By Amy Wenk
amywenk@reporternewspapers.net

Some Sandy Springs officials are urging the Fulton County Board of Education not to raise property taxes.

Mayor Eva Galambos and Dist. 2 Councilwoman Dianne Fries said they were against the board’s proposal to raise the tax rate by one mill during a July 27 public hearing at Dunwoody Springs Elementary School in Sandy Springs.

The next public hearing on the millage is set for Aug. 3 at 11 a.m. at the school district’s Administrative Center, 786 Cleveland Avenue. The board will vote on whether to raise the millage rate the same day at 6 p.m.

“I do not think in this economic climate it makes any sense for any governmental entity to raise property taxes,” Galambos said.

Fries told the board to “get the fat out of the whole administrative” department and not to cut programs for the students. “Cobb County didn’t raise their millage rate. I hope you don’t,” she said.
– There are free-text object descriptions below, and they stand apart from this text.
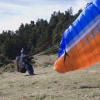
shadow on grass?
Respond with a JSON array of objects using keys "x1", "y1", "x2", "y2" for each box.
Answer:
[
  {"x1": 24, "y1": 72, "x2": 48, "y2": 76},
  {"x1": 79, "y1": 85, "x2": 100, "y2": 89}
]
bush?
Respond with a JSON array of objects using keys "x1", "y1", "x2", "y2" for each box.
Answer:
[
  {"x1": 3, "y1": 58, "x2": 13, "y2": 65},
  {"x1": 31, "y1": 59, "x2": 36, "y2": 64},
  {"x1": 1, "y1": 63, "x2": 14, "y2": 72},
  {"x1": 0, "y1": 54, "x2": 13, "y2": 67}
]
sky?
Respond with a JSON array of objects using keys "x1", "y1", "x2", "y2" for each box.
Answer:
[{"x1": 0, "y1": 0, "x2": 92, "y2": 33}]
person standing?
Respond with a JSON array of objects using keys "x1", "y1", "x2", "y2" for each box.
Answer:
[{"x1": 20, "y1": 48, "x2": 34, "y2": 75}]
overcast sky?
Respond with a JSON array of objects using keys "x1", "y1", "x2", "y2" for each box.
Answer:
[{"x1": 0, "y1": 0, "x2": 92, "y2": 33}]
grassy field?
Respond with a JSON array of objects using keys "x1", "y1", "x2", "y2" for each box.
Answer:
[{"x1": 0, "y1": 54, "x2": 100, "y2": 100}]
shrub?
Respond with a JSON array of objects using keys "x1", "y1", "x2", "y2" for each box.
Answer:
[
  {"x1": 0, "y1": 54, "x2": 13, "y2": 67},
  {"x1": 31, "y1": 59, "x2": 36, "y2": 64},
  {"x1": 1, "y1": 63, "x2": 14, "y2": 72}
]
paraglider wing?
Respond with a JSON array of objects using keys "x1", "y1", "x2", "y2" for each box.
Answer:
[{"x1": 54, "y1": 0, "x2": 100, "y2": 73}]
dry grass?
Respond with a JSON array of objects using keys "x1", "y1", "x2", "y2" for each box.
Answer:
[{"x1": 0, "y1": 54, "x2": 100, "y2": 100}]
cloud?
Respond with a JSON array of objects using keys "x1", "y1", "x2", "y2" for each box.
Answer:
[{"x1": 0, "y1": 0, "x2": 92, "y2": 33}]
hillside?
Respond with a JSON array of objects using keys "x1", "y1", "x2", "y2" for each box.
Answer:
[{"x1": 0, "y1": 54, "x2": 100, "y2": 100}]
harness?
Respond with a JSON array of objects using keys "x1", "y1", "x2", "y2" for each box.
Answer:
[{"x1": 16, "y1": 56, "x2": 26, "y2": 73}]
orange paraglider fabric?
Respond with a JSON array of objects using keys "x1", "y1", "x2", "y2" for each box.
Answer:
[{"x1": 54, "y1": 0, "x2": 100, "y2": 73}]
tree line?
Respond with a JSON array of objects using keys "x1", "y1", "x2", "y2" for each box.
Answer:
[{"x1": 0, "y1": 7, "x2": 82, "y2": 62}]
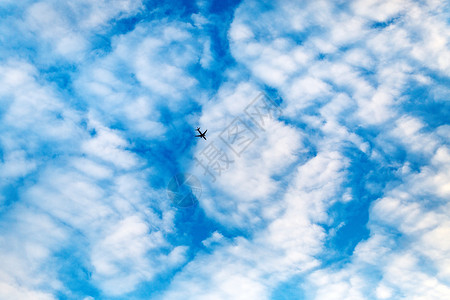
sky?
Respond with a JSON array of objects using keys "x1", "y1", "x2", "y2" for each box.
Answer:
[{"x1": 0, "y1": 0, "x2": 449, "y2": 299}]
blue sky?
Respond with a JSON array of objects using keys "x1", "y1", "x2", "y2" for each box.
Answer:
[{"x1": 0, "y1": 0, "x2": 449, "y2": 299}]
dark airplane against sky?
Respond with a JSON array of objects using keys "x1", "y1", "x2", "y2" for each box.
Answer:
[{"x1": 195, "y1": 127, "x2": 207, "y2": 140}]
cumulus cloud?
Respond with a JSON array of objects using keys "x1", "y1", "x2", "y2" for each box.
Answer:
[
  {"x1": 162, "y1": 0, "x2": 450, "y2": 298},
  {"x1": 24, "y1": 0, "x2": 143, "y2": 60},
  {"x1": 311, "y1": 144, "x2": 450, "y2": 300},
  {"x1": 0, "y1": 0, "x2": 448, "y2": 298},
  {"x1": 0, "y1": 2, "x2": 200, "y2": 297}
]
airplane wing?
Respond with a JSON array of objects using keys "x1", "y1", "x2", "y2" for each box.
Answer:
[
  {"x1": 203, "y1": 130, "x2": 207, "y2": 134},
  {"x1": 203, "y1": 136, "x2": 207, "y2": 140}
]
After the public hearing, Dist. 7 School Board Member Julia Bernath, who represents some Sandy Springs schools, said “We certainly appreciate their comments … but we’ve been faced with no other choice because of cuts in other places.”

The school board proposes to raise the millage from 17.502 to 18.502 to generate $28.7 million for its 2011 budget, which it approved June 22. The board needed to close a budget gap of about $100 million. It cut band and orchestra from elementary school and fired employees, among other things.

If the board raises the millage, owners of a home assessed at $150,000 would see an increase of approximately $58 on their next property tax bill. Property taxes are figured by multiplying the assessed value of a property by the millage.